Bulletin Articles
LOVE, GOD, AND HELL
LOVE, GOD, AND HELL
One of the most common rhetorical questions that skeptics ask of Christians is, “If God is so loving, then how can He condemn the sinner to everlasting torment in hell?” On its face, this question has some merit. After all, hell as presented in Scripture is a truly terrible place where, in the words of Isaiah, “Their worm will not die, and their fire will not be quenched.” The imperfections of my spirit are legion, yet I can’t think of a single person I would want to see in hell. How, then, could a loving God consign most of mankind to a place of eternal suffering? The problem with the question is that it places the blame on exactly the wrong set of shoulders. Not one single sinner will end up in hell because God didn’t love him. Instead, every sinner will be there because they didn’t love God.
God’s love for mankind is proclaimed in numerous ways. He reveals Himself in the beauty and grandeur of the physical creation. He sends sunshine and rain on the just and on the unjust alike; not because He has to, but because He wants to. He reveals Himself in His word, in the story of His faithful dealings with His often-faithless people. Most of all, God proclaims His love for us in His Son. In Christ, we see the fullness of deity revealed. The nature of Jesus explains the nature of God Himself: His power, His holiness, and especially His love. That love finds its highest expression in the gracious self-sacrifice of Christ for the undeserving sinner. After that, what more could God do to reach out to His alienated creation? What greater proof of His love could He offer?
The sinner, though, has remained a sinner because he has encountered the love of God and remained unmoved. He surveys God’s physical handiwork yet does not honor God nor give thanks. He accepts God’s providential blessings yet remains ungrateful and wicked. He has the opportunity to search the Scriptures, yet he either chooses to remain ignorant or does not respond to hearing with faith. Most of all, the sinner rejects the invitation to come to know God through Christ, and he dismisses the cross as insignificant.
Honestly, what is God supposed to do with somebody like that? God has done all He could do to reach out to the sinner in the love, and the sinner has steadfastly refused each entreaty. He has remained a sinner precisely because he wants nothing to do with God.

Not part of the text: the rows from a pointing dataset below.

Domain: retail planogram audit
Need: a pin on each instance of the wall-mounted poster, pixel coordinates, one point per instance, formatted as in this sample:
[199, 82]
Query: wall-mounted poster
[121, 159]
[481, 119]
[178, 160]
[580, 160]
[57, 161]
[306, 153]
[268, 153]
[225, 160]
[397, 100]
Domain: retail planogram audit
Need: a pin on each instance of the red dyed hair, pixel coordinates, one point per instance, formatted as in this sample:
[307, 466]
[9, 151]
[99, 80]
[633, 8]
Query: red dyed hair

Several weeks ago, I wrote a post entitled "Why I Want to Go to Heaven." My reasoning there is simple. Heaven is where God is, and I love God and want to be with Him. Indeed, heaven is heaven to me because God is there.

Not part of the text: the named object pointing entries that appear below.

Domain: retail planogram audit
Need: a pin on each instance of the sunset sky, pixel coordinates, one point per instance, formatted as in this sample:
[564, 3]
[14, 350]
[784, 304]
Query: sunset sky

What, then, of the unrepentant sinner who has spent his life insistently having nothing to do with God? Heaven for someone like that wouldn’t be an eternity of bliss. It would be an eternity of misery. Heaven would, in fact, resemble Sartre’s vision of hell in No Exit: being trapped forever with someone you despise. Perhaps we should ask instead, “How could a loving God condemn the sinner to heaven?”
If the sinner cannot spend eternity with God (and indeed does not want to), then he must spend eternity apart from God. There’s no third way. Consider, for instance, Paul’s description of hell in 2 Thessalonians 1:9, as “eternal destruction, away from the presence of the Lord and from the glory of His power.” It has to be that way. Those who reject God also reject His nearness and His blessings. Just as we don’t (or shouldn’t, at least) continually force ourselves on those who don’t want anything to do with us, eventually God gives up too.

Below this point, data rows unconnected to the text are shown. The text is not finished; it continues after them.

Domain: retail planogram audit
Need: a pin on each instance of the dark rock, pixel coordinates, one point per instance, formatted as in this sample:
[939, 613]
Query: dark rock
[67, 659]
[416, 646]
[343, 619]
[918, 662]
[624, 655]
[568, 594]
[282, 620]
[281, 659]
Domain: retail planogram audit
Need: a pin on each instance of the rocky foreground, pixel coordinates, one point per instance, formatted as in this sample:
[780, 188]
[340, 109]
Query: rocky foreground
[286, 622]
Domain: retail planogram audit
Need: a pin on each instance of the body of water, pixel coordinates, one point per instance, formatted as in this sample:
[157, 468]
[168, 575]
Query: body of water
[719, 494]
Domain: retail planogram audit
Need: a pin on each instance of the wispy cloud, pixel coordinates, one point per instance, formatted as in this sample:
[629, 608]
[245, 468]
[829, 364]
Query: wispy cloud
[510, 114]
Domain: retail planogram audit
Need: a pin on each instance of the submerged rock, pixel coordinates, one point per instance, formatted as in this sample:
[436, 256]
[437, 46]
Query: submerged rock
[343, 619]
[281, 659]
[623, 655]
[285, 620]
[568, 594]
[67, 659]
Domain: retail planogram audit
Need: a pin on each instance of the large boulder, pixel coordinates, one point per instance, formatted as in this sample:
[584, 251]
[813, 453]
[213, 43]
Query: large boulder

That final surrender has dramatic consequences. After all, every good thing given and every perfect gift is from above. If we owe every good thing we have to God, His final withdrawal from our lives means that nothing good is left in those lives either. Absolute zero isn’t the complete presence of cold. It is simply the complete absence of heat. Hell doesn’t need some added suffering in order to be hell. It only needs the complete absence of God.
Is such a place wretched and miserable beyond our ability to comprehend? Certainly. All of us have spent our lives immersed in the kindliness of God, and the withdrawal of His grace from us does not bear contemplating. However, those who find themselves in the midst of such suffering cannot blame God. They can only blame themselves.